Voltei à minha coleção, que possuo há mais de 30 anos, das obras completas de Eça de Queiroz, da qual já li os romances, mas falta-me ainda vários volumes com outros tipos de obras.
Agora coube a vez ao volume dos "Contos", coletânea que está também disponível no mercado noutras edições, como esta aqui. São 23 histórias que retratam situações contemporâneas da época de Eça e históricas que vão da idade média, ao tempo de Cristo que chega a personagem, recua até Odisseu e vai ao primeiro homem e mulher que, claro, são Adão e Eva, mas que pouco têm com os do génesis bíblico.
Os contos contemporâneos têm temáticas diversas, que vão desde o "Réu Tadeu", que se descobre ter morto o irmão, se dá por culpado e tem um comportamento exótico; até paixões que levam aos atos extremos de José Matias ou ao racional em "Singularidades de uma rapariga loura", à exaltação da natureza em "Civilização", talvez um ensaio que deu origem ao genial romance de "As cidades e as Serras" e passa por fundamentos do insucesso de Portugal em "A catástrofe", entre outros. Em muitos deles sente-se o espírito satírico e mordaz de Eça nos seus grandes romances mas aqui em obras curtas.

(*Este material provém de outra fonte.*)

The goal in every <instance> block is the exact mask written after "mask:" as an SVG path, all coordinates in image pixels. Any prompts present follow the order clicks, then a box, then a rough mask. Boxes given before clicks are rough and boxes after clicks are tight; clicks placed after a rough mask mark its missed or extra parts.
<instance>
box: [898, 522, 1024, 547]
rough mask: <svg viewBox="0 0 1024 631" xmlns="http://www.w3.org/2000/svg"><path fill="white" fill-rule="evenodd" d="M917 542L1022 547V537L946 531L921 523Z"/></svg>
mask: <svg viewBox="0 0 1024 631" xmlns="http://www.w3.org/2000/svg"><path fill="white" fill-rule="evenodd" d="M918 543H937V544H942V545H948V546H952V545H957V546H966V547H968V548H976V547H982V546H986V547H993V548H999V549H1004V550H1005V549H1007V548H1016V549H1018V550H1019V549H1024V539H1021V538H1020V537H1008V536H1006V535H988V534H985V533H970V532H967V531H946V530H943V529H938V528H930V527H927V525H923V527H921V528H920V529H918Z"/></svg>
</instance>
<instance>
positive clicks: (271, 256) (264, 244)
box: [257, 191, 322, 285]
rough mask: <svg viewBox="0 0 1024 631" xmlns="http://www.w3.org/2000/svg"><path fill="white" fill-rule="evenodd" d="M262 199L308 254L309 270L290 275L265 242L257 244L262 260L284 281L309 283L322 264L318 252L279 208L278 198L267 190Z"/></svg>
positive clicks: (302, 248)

Os históricos vão desde o terror fantástico em "O defunto" ou selvático de "Enghelberto", prolongando-se para os deprimentes ambientes religiosos medievais com o peso da obrigação de pureza para a salvação, até um Jesus, bem mais leve, amigo dos pobres que desprezo os poderosos em três versões de "O Suave Milagre", mostra a superioridade do amor humano imperfeito humana face à "Perfeição" dos deuses e questiona o legado de "Adão e Eva no paraíso". Nestes contos, a temáticos de alguns levou a que o tom de Eça mudasse e a sua narrativa parece-me, por vezes, menos conseguida, se gostei muito de algumas destas histórias, noutras senti-as demasiado constrangedoras e deprimentes.
Todavia, a coletânea vale bem a pena de ser lida, pela qualidade, perfeição e riqueza de escrita, que é transversal a todos os contos, apesar de dois ou três deles terem ficado incompletos.